In a suffocating need of absolution he took the pen and wrote, in a steady hand, corner to corner across the sheet, the meaningless indictment: Guilty.

Immediately he had done that through his mind there careened a carnival of rogues he had long forgotten. All those he’d disposed of, one way or another, from behind this same scarred desk. A shambling gallery of the utterly condemned. With that same exhausted small white face following everyone so anxiously, from so far behind. ‘I only done my honest copper’s duty,’ the captain defended himself against the steerer and against them all, his fingers spreading involuntarily to conceal the word written across the sheet.

Yet somewhere along the line a light in his heart had gone out like an overcharged light bulb, leaving only some sort of brittle husk for a heart; a husk ready to crumble to a handful of dust. ‘My honest copper’s duty,’ he repeated like a man trying to work a charm which had once worked for someone else: to cast out blue-moon moods, low-hanging memories and all bad dreams.

He said it twice and yet guilt like a dark bird perched forever near, so bald and wingless and cold and old, preening its dirty feathers with an obscene beak. ‘I’m one sick bull,’ Bednar decided, ‘it’s time to go home.’ But it had been time to go home for hours and yet he sat on as though manacled to his unfiled arrest slips and that single word so firmly written beneath his hand.

He dried the sweat off his forehead with a blood-red bandanna, then tossed the rag aside as if he had touched his temples with the blood of others. ‘He wasn’t nothin’ to nobody, the punk,’ the captain recalled.

Then why did it feel like turning informer, why did he feel he had sold out a son, like being paid off in gold? For if everyone were members of one another – he put the notion down. That would mean those on the other side of the wall were his own kind.

It could not be. For if they were anything less than enemies he had betrayed himself a thousandfold. It would be too much to make a traitor out of a man for having done his simple duty. But what if he had done traitor’s work all his life without realizing it? He tried to rise, for he had to find out, he had to find out what he had done to himself by doing his simple captain’s duty.

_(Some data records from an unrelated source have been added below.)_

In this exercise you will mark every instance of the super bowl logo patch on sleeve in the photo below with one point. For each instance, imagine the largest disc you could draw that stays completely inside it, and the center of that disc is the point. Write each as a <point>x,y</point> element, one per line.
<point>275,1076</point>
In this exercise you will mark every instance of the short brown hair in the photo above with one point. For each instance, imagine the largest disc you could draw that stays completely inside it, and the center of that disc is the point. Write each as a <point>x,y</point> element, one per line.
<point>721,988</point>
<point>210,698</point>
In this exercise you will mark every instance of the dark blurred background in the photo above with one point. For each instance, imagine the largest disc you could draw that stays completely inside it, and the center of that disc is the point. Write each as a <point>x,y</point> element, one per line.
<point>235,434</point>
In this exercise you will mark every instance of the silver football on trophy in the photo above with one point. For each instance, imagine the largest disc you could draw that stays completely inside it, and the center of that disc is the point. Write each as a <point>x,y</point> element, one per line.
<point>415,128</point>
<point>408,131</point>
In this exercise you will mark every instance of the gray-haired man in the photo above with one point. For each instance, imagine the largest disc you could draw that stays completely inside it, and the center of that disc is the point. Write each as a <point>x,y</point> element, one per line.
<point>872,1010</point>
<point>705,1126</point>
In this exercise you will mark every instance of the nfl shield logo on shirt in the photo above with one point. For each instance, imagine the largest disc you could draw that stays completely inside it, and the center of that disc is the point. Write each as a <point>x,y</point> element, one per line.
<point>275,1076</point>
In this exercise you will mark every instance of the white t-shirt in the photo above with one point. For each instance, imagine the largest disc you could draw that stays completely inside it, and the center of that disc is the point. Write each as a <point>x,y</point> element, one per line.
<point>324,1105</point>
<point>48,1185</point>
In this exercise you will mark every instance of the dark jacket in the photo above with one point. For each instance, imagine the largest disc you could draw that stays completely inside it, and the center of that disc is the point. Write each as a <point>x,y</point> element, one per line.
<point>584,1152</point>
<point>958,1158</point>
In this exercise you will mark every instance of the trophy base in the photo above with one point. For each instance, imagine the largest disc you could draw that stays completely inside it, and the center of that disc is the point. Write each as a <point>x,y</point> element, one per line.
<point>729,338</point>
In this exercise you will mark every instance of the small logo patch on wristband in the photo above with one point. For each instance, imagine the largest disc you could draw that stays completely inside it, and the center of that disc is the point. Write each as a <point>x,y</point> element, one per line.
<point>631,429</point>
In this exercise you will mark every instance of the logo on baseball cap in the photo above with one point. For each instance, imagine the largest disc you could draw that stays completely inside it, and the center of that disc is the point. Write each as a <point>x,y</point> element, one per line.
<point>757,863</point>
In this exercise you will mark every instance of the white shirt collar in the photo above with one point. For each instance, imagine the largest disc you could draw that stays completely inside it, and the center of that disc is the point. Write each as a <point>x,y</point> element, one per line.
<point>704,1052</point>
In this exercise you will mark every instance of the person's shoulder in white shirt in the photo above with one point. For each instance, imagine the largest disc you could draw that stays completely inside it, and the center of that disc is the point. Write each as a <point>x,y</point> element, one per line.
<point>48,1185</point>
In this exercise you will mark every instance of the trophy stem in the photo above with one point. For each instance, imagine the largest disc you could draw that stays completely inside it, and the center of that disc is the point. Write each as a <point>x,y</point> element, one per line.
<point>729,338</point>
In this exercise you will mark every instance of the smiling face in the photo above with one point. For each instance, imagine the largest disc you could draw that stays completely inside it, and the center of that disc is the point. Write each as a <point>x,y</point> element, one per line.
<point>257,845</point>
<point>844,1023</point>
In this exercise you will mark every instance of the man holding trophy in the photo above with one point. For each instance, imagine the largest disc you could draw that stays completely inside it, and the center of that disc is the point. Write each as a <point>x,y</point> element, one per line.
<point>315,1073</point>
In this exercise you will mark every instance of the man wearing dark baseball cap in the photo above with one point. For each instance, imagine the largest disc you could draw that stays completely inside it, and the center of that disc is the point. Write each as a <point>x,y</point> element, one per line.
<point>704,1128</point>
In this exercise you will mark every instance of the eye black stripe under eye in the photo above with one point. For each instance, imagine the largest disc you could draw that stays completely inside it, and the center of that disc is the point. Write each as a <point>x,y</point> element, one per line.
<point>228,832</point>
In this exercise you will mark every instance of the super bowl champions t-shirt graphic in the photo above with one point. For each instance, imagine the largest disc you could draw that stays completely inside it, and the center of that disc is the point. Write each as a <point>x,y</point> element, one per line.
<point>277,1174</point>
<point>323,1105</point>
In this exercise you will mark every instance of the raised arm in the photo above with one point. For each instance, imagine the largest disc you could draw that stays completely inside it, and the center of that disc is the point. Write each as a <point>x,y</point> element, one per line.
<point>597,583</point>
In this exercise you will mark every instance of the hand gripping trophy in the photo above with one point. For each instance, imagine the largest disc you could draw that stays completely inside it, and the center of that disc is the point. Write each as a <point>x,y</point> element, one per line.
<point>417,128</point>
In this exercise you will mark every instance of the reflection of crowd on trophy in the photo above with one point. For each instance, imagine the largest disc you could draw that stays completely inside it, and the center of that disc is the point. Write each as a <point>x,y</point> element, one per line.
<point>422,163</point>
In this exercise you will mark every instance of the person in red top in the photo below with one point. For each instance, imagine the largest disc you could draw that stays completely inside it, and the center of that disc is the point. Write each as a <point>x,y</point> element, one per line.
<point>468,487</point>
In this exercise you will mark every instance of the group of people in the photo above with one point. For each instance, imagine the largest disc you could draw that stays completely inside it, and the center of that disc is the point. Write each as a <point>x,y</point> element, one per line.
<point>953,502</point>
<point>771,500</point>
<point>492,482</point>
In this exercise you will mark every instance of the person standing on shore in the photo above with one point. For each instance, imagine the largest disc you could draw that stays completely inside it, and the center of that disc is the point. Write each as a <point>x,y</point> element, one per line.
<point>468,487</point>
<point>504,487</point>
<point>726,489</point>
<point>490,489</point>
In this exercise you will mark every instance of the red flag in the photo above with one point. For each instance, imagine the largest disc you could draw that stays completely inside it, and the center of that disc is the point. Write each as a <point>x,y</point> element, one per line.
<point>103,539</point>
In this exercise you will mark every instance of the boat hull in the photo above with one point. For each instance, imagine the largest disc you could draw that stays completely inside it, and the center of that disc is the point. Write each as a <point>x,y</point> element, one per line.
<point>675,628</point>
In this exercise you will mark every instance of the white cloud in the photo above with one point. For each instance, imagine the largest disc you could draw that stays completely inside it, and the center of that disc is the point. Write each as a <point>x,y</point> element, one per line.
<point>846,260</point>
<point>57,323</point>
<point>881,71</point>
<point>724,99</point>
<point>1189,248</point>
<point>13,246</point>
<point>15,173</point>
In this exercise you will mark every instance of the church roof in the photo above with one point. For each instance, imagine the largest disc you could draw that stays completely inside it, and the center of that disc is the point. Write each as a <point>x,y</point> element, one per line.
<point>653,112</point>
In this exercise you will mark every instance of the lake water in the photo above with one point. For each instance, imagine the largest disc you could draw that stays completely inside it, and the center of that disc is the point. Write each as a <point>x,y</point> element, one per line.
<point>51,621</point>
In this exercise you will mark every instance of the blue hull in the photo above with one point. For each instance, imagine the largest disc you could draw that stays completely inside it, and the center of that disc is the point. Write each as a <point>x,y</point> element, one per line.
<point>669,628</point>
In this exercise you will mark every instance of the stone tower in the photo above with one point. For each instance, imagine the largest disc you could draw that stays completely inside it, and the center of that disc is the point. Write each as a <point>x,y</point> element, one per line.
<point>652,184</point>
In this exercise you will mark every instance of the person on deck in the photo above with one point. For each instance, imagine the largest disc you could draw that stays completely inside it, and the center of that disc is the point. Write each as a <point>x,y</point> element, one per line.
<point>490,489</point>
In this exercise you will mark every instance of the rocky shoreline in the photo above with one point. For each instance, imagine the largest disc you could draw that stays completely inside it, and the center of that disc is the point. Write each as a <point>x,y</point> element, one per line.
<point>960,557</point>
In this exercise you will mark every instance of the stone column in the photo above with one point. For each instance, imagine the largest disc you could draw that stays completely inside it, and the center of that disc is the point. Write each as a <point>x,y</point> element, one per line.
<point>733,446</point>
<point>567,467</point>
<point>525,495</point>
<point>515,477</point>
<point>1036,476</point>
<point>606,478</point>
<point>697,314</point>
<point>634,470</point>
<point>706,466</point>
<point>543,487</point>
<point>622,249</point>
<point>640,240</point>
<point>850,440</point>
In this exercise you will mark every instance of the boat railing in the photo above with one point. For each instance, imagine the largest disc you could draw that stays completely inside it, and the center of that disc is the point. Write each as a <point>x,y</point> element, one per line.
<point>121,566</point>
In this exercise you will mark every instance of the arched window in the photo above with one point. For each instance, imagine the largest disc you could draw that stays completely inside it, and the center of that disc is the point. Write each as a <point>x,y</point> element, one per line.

‘Cut out that racket in there,’ he warned the ceaseless murmur behind the walclass="underline" for a moment he had the delusion that they were examining his anguish through some peephole, nudging each other and winking, as convicts do, as they watched. ‘I never hated a man of you,’ he tried to appease them. And heard a knowing reply: ‘Nor loved any man at all.’

Heard his own lips say that and felt himself growing angry. What ghostly kind of good would it have done a soul if he had? What except to delay justice awhile? For every man of them, he knew, had been guilty to the hilt, guilty of every sort of malice of which the human heart is capable. What they hadn’t done to others had been only through indolence and lack of a proper chance.

For every man was secretly against the law in his heart, the captain knew; and it was the heart that mattered. There were no men innocent of intent to transgress. If they were human – look out. What was needed, he had learned long ago, was higher walls and stronger bars – there was no limit to what they were capable of.

Somewhere along the line he had learned, too, that not one was worth the saving. So he’d been right in saving none but himself. And if that had left them all to be members of one another, then it had left him to be a member of no one at all. Had, indeed, left him feeling tonight like the most fallen of anybody.

The captain realized vaguely that the thing he had held secretly in his heart for so long against them all was simply nothing more than a hostility toward men and women as men and women.

And now so lost to all men and women that the murmur beyond the walls troubled him like the voices of friends he had denied ever having known. ‘The bums ’r gettin’ my goat, that’s all,’ he decided, pulling himself together. They had begun by stealing his sleep. He listened in fevered hope of hearing them call out to all the world that he was no better than the very worst of them. That he knew as well as themselves who was guiltiest tonight.

Silence. They blamed no one. They had the brassbound nerve to take the rap and forgive him for everything. Everything.